As Zanna have explained in her answer *.ext will be expanded by shell to all files in current working directory that end in .ext string. What you see in that example is that *.new.ext is not expanded, exactly because there is no file that matches such pattern,i.e. there is no file foo.new.ext anywhere, hence shell passes that directly as argument.

The mv command in turn treats that as the following syntax:

mv [OPTION]... SOURCE... DIRECTORY

If you actually had an existing directory in the last argument, this would work

$ mv *.ext test_dir

$ tree       
.
└── test_dir
    ├── file1.ext
    └── file2.ext

What you actually want to do

Your original goal, as I understand it, is to rename every *.ext file to corresponding file with .new.ext ending. This can be done either with rename, as Zanna shows, or via looping in shell:

$ for f in ./*.ext ; do mv "$f" "$(basename "$f")".new.ext; done                         

$ ls
file1.ext.new.ext  file2.ext.new.ext

Notice the use of basename to extract the part before .ext and use of ./*.ext. Use if ./* is meant to prevent issues with filenames that may have leading - and is generally recommended approach instead of bare *

Additional notes

In your question you stated:

If I try to run a regex operation on files

That's part of the problem. * in shell is Pathname Expansion, which expands to list of files in current working directory. It doesn't work in the same sense of regular expression abc.* where you match string starting with abc with any last character zero or more times.
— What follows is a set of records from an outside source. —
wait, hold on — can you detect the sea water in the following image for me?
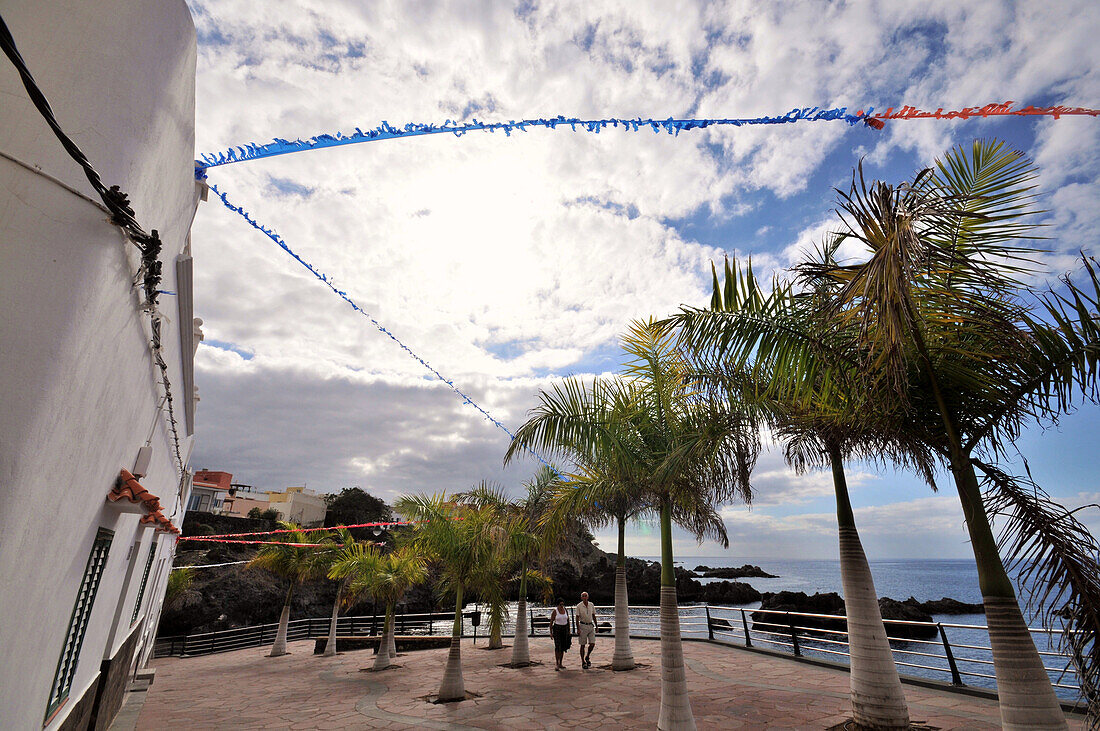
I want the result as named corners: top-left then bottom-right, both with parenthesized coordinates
top-left (634, 555), bottom-right (1083, 704)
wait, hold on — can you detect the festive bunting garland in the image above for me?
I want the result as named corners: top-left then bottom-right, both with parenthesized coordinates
top-left (193, 101), bottom-right (1100, 178)
top-left (198, 99), bottom-right (1098, 480)
top-left (194, 106), bottom-right (876, 176)
top-left (178, 520), bottom-right (415, 541)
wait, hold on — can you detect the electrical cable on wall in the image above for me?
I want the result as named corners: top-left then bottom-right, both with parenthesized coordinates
top-left (0, 10), bottom-right (185, 475)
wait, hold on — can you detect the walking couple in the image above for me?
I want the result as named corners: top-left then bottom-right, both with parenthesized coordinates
top-left (549, 591), bottom-right (597, 670)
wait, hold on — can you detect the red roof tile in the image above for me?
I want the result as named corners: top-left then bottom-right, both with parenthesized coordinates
top-left (109, 469), bottom-right (162, 512)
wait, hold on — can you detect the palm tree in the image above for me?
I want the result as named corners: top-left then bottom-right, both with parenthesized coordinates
top-left (247, 523), bottom-right (327, 657)
top-left (394, 493), bottom-right (500, 701)
top-left (355, 544), bottom-right (428, 671)
top-left (509, 320), bottom-right (760, 730)
top-left (539, 465), bottom-right (649, 671)
top-left (757, 140), bottom-right (1099, 728)
top-left (459, 469), bottom-right (562, 665)
top-left (316, 527), bottom-right (363, 658)
top-left (668, 256), bottom-right (928, 728)
top-left (328, 541), bottom-right (384, 660)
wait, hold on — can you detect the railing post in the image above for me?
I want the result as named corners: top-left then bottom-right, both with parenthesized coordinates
top-left (529, 609), bottom-right (535, 637)
top-left (210, 629), bottom-right (217, 655)
top-left (705, 605), bottom-right (714, 640)
top-left (937, 623), bottom-right (964, 686)
top-left (787, 612), bottom-right (800, 657)
top-left (740, 609), bottom-right (752, 648)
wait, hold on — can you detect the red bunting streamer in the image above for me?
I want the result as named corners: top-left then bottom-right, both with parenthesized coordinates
top-left (872, 101), bottom-right (1100, 125)
top-left (177, 520), bottom-right (419, 541)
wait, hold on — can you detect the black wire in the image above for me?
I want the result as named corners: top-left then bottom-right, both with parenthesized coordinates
top-left (0, 9), bottom-right (163, 304)
top-left (1, 9), bottom-right (182, 471)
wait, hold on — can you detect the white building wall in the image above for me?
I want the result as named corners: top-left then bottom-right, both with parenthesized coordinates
top-left (0, 2), bottom-right (197, 729)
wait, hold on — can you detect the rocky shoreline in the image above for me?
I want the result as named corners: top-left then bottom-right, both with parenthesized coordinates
top-left (163, 512), bottom-right (982, 638)
top-left (749, 591), bottom-right (986, 641)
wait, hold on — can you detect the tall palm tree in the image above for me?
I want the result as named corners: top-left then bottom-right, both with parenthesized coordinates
top-left (763, 140), bottom-right (1099, 728)
top-left (668, 255), bottom-right (931, 728)
top-left (247, 523), bottom-right (327, 657)
top-left (509, 320), bottom-right (760, 730)
top-left (328, 540), bottom-right (383, 658)
top-left (394, 493), bottom-right (500, 701)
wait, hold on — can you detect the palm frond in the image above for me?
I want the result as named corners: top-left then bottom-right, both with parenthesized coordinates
top-left (976, 459), bottom-right (1100, 721)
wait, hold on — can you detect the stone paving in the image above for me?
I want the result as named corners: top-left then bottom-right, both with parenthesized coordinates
top-left (134, 638), bottom-right (1085, 729)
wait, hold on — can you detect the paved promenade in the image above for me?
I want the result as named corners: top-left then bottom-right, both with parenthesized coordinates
top-left (130, 638), bottom-right (1084, 729)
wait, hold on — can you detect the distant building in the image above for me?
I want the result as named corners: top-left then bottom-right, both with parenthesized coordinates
top-left (266, 487), bottom-right (328, 526)
top-left (221, 484), bottom-right (271, 518)
top-left (188, 469), bottom-right (232, 513)
top-left (0, 3), bottom-right (199, 729)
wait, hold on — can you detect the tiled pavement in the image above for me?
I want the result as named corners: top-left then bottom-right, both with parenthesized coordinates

How do I ensure that when I batch rename or perform an operation on multiple files that they keep their current name (not the extension, just the name)?

You can iterate over the list of files using a for loop, and actively extract the filename using basename command, like I showed above. prename can be used, if you properly define substitutions in the regex expression. What's nice about prename is that it has dry run functionality (the -n switch), where no actual renaming is performed. Same idea can be used with iteration, where you use echo instead of mv first.

I am not looking for something like the rename command because this has to work for everything, not just renaming files.

Again, * as far as shell is concerned deals with files in current directory. This is not the same as regular expressions. Your approach has to be tailored according to the tools you use.